Wednesday, October 10, 2007

Warning against silence

The scene with the rake from David Mamet’s story made me think about how even the most innocent people can turn into the things that they loathe. Mamet describes the beatings that his sister received as a child throughout the story and then details how he ends up hurting his sister in the same way. Though Mamet didn’t intentionally hurt his sister, his actions derived from similar emotions. He was frustrated about having to rake leaves on a lawn that he hated and was disappointed in the life he was living in what he described as the middle of nowhere.

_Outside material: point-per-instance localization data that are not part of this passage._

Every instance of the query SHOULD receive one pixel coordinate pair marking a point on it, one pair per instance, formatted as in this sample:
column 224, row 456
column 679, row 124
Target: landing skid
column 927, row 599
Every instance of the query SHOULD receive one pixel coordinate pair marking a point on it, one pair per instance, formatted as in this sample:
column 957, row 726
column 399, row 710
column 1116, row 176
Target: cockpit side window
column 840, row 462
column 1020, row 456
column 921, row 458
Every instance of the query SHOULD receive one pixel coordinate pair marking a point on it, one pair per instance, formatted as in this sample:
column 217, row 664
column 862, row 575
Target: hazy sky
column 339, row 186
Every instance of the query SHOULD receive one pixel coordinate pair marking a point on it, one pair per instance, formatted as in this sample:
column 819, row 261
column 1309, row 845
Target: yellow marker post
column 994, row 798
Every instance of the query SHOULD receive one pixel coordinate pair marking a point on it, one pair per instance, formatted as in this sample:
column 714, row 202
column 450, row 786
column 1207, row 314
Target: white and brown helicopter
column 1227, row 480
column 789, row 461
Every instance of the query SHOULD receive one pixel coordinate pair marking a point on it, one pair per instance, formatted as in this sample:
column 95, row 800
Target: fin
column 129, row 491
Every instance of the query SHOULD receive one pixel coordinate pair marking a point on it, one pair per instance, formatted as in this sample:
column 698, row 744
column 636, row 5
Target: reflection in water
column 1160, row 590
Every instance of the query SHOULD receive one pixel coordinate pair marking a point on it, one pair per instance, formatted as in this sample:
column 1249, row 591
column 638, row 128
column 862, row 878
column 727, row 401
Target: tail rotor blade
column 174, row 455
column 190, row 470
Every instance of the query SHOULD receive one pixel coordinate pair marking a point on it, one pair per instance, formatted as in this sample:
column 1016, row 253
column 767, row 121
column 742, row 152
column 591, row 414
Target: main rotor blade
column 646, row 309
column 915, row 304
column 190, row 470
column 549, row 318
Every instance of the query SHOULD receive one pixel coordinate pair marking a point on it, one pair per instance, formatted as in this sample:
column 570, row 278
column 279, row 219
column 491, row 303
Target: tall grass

I think that Mamet incorporated his absence into the scenes where his sister was being mistreated to show that while these things were going on he remained silent. The fact that Mamet didn’t speak out against his mother and stepfather’s cruelty towards his sister emphasizes the idea that, even though we may disagree with something that is going on, unless we take a stand against it we are actually condoning those actions. Repetitive refusal to acknowledge what we think is wrong can make us grow accustomed to those things and even breed that kind of evil in our own lives. Mamet throwing the rake at his sister made me think that he had unknowingly let a part of what he hated so much influence him. Reading the final scene with the rake caused me to think about the things that I fail to speak out against and the things that I disagree with but accept as normal. I began to wonder if I have let any part of the things that I loathe into my life and if the things that I ignore affect me in the same way that the domestic violence affected Mamet.

Mamet had been constantly exposed to cruelty and violence in his own home to the point where he came to expect it and probably even view it as normal. I think that we run this same risk of recognizing deplorable behavior as acceptable in our culture because of the numerous ways we are exposed to such behavior. Television is a huge way that we are influenced to see something that in real life would be considered horrible as acceptable because it is being dealt with in a very everyday approach. So many TV shows (like the ones on the CW) depict young adults as wild and irresponsible; constantly having sex, drinking, and doing drugs. Most of the people that I know don’t behave anything like this but in our culture we have come to expect this from teenagers and I think that young people have become influenced by this type of behavior. While I disagree with the conduct that is depicted on TV, I tend to assume that is how most people act. This scene made me think of how the Christian church is guilty of the same things as Mamet. In many areas, Christians have allowed things from our culture that the Bible clearly defines as sin to become acceptable behavior or at least refused to acknowledge that it is happening. I think that it is because of this silence towards sin in the church that has allowed many Christians to commit those sins. As I read Mamets final scene, I felt like he was warning us to speak out against violence and other things we view as wrong so that we will not eventually become guilty of those same actions.